Agostino Gambino conquista il Premio WGI per la Miglior Sceneggiatura al Cortinametraggio 2026

Con "La notte della luna fertile" il giovane regista romano si afferma tra le voci emergenti più interessanti del panorama del cinema italiano

Si è conclusa con entusiasmo la 21ª edizione di Cortinametraggio, che dal 23 al 29 marzo ha riportato a Cortina d’Ampezzo uno sguardo attento e plurale sul cinema breve italiano. Nella cornice dell’Hotel de la Poste, la cerimonia finale ha premiato le opere più significative di un’edizione capace di intercettare nuove urgenze espressive e linguaggi in trasformazione. Tra i titoli più apprezzati dalla giuria si distingue La notte della luna fertile di Agostino Gambino, “un lavoro maturo e coerente, capace di restituire con intensità il percorso di trasformazione interiore del protagonista”. Proprio coon queste parole, il cortometraggio ha conquistato il Premio WGI per la Miglior Sceneggiatura, selezionato da una giuria d’eccezione composta da Jerry Calà, Simona Izzo, Christian Marazziti, Ricky Tognazzi, Claudio Falconi, Donatella Finocchiaro, Ricky Memphis, Paola Minaccioni e Emanuele Vicorito.

Regista emergente attento alle potenzialità del linguaggio visivo, Gambino costruisce con questo lavoro un’opera che si muove al confine tra cinema e riflessione teorica. Più che sviluppare una narrazione lineare, il film si configura come un’esperienza immersiva che interroga direttamente il senso dell’arte nella contemporaneità, ponendo al centro una domanda radicale: che cos’è oggi un’opera d’arte? Attraverso una dimensione sospesa tra realtà e immaginazione, il racconto si sviluppa in uno spazio “iperculturale” in cui linguaggi, simboli e identità si fondono, generando una crisi percettiva che attraversa immagini, corpi e ambienti.

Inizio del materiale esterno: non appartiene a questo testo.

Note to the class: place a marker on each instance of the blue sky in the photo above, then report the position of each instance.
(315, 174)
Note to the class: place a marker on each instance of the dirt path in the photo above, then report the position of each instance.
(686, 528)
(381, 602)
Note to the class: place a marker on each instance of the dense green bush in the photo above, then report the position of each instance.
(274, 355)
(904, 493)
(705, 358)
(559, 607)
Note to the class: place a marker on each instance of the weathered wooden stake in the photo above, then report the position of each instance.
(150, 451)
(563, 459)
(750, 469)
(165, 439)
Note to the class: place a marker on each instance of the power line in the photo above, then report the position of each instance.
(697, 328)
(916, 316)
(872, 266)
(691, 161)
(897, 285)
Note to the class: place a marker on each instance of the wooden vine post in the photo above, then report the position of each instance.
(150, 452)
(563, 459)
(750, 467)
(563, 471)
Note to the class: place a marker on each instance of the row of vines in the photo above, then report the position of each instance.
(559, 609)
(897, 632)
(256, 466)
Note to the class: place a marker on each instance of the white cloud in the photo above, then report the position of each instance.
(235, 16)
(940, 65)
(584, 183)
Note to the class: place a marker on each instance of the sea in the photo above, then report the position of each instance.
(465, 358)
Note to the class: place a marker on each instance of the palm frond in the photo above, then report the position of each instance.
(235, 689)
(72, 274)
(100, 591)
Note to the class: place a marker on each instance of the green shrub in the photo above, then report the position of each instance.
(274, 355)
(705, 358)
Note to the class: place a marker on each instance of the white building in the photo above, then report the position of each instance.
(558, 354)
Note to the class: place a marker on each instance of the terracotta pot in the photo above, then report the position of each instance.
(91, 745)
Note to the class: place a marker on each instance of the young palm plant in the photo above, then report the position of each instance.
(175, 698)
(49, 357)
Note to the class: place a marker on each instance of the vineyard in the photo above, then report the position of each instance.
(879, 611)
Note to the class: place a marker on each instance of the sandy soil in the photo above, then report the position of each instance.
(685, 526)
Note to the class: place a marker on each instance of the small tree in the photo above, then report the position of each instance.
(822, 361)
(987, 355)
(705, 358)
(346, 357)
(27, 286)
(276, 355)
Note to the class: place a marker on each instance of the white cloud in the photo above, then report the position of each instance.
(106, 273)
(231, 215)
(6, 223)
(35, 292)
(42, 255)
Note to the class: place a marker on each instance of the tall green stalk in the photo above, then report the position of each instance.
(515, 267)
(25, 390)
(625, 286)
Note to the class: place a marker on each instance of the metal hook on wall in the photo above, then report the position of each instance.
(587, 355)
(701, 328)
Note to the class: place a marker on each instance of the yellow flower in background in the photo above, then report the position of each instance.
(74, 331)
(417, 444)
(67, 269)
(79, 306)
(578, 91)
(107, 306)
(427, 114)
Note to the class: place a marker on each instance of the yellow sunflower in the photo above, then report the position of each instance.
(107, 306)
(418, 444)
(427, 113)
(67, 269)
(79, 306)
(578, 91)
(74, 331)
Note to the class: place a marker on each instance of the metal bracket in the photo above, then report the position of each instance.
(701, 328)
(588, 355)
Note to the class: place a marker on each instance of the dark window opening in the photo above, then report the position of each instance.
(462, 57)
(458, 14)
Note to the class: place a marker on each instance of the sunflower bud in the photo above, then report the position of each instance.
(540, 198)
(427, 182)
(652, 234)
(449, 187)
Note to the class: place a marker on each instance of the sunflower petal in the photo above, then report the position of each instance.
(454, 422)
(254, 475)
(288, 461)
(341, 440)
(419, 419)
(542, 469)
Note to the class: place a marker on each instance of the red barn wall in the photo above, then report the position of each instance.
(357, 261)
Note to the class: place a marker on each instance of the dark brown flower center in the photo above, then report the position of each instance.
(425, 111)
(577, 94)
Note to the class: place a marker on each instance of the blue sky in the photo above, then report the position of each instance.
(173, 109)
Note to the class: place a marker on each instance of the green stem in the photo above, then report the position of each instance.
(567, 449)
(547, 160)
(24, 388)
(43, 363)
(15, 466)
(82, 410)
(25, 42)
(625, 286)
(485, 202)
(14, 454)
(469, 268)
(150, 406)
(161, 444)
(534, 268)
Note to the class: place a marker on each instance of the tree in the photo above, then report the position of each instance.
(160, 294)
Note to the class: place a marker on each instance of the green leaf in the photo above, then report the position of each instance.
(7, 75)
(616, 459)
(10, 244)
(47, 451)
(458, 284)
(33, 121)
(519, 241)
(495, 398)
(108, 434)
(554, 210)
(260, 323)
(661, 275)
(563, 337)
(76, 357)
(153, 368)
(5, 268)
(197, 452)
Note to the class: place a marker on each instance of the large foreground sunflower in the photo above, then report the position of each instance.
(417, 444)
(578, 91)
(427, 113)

Girato tra scenari fortemente simbolici come Gibellina e la Fiumara d’Arte, il cortometraggio combina formati e tecniche diverse, dal digitale alla pellicola Super 8, dando vita a una scrittura visiva ibrida e stratificata, capace di restituire un’esperienza sensoriale e quasi onirica. In questo contesto, la trasformazione interiore del protagonista diventa il riflesso di una più ampia inquietudine contemporanea, in cui l’arte non offre risposte ma apre spazi di interrogazione e consapevolezza.